Dewan Penasihat APNI Djoko Widajatno mengatakan dari sisi penambang, penutupan smelter akan mendorong penambang mencari alternatif smelter lain untuk mengolah bijih nikel mereka.
“Jika PT GNI mengalami pengurangan produksi atau penutupan operasional, Indonesia memiliki sejumlah smelter nikel lainnya yang tersebar di berbagai lokasi, seperti PT Indonesia Morowali Industrial Park (IMIP) di Sulawesi Tengah dan PT Halmahera Persada Lygend di Maluku Utara,” ungkap Djoko saat dihubungi Kontan, Minggu (23/02).
Djoko juga menjelaskan bahwa pada umumnya, bukan hanya karena adanya penutupan smelter, pengalihan pasokan bijih nikel ke smelter lain dapat dipengaruhi oleh berbagai faktor seperti kapasitas produksi smelter, biaya transportasi, dan kesesuaian kualitas bijih nikel dengan spesifikasi smelter.
Baca Juga: Berpotensi Tutup Smelter, AP3I Ungkap PT GNI Perlu Selesaikan Kewajiban ke Pekerja
“Oleh karena itu, penambang perlu melakukan evaluasi dan koordinasi dengan smelter tujuan untuk memastikan kelancaran proses pengolahan bijih nikel mereka,” tambahnya.
Meski terdapat beberapa alternatif bagi penambang, APNI mengatakan jika terjadi penutupan smelter maka hal ini akan menghambat proses hilirisasi nikel di Indonesia.
“Smelter seperti PT GNI berfungsi sebagai pengolah bijih nikel menjadi produk setengah Tanpa smelter, bijih nikel mentah harus diekspor, mengurangi potensi nilai tambah yang dapat diperoleh dalam negeri,” tambahnya.
Ia juga menambahkan, penutupan smelter PT GNI akan berdampak negatif pada perekonomian daerah sekitar.

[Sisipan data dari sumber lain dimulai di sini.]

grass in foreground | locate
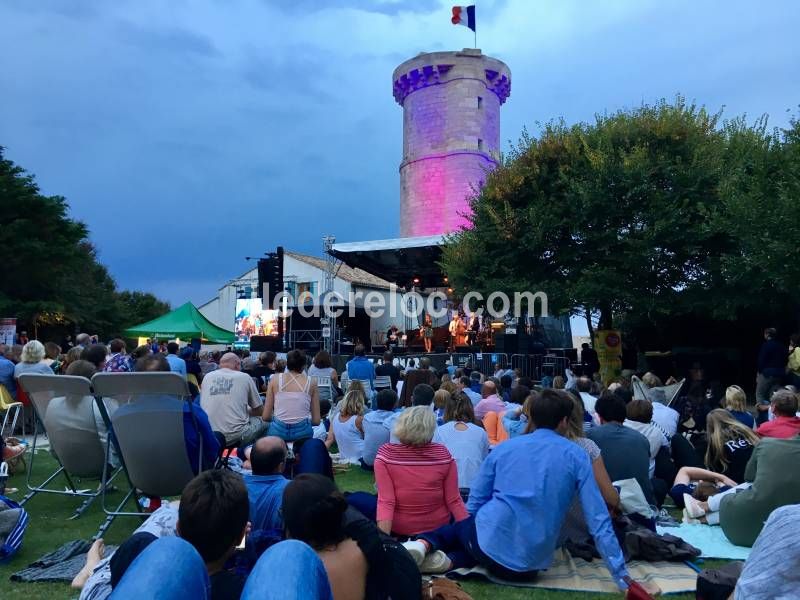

Dengan keberadaan smelter menurut Djoko telah mendorong terciptanya lapangan kerja bagi ribuan orang dan mendorong pertumbuhan usaha mikro, kecil, dan menengah (UMKM) di sekitar lokasi operasional.
“Penting bagi pemerintah dan pemangku kepentingan lainnya untuk mempertimbangkan dampak-dampak tersebut dalam pengambilan keputusan terkait operasional smelter nikel di Indonesia,” kata dia.
Baca Juga: Penambahan Golongan Prioritas dalam UU Minerba Buka Potensi Perlambatan Hilirisasi
Sebelumnya, dalam laporan Bloomberg, Kamis (21/02) PT GNI disebut telah memangkas produksi smelter mereka hingga berpotensi tutup total.
Keadaan ini terjadi beberapa bulan setelah perusahaan induknya di China, Jiangsu Delong Nickel Industry Co Ltd yang dikenal sebagai raksasa baja tahan karat, mengalami kebangkrutan.
Perusahaan yang memiliki kapasitas smelter hingga 1,9 juta ton Nickel Pig Iron (NPI) per tahun ini, juga dilaporkan telah menunda pembayaran kepada pemasok nikel lokal hingga tidak dapat memperoleh bijih nikel.
Adapun, pabrik pemurnian yang diresmikan pada 2021 lalu itu berpotensi menghentikan produksi jika situasi seperti ini terus berlanjut.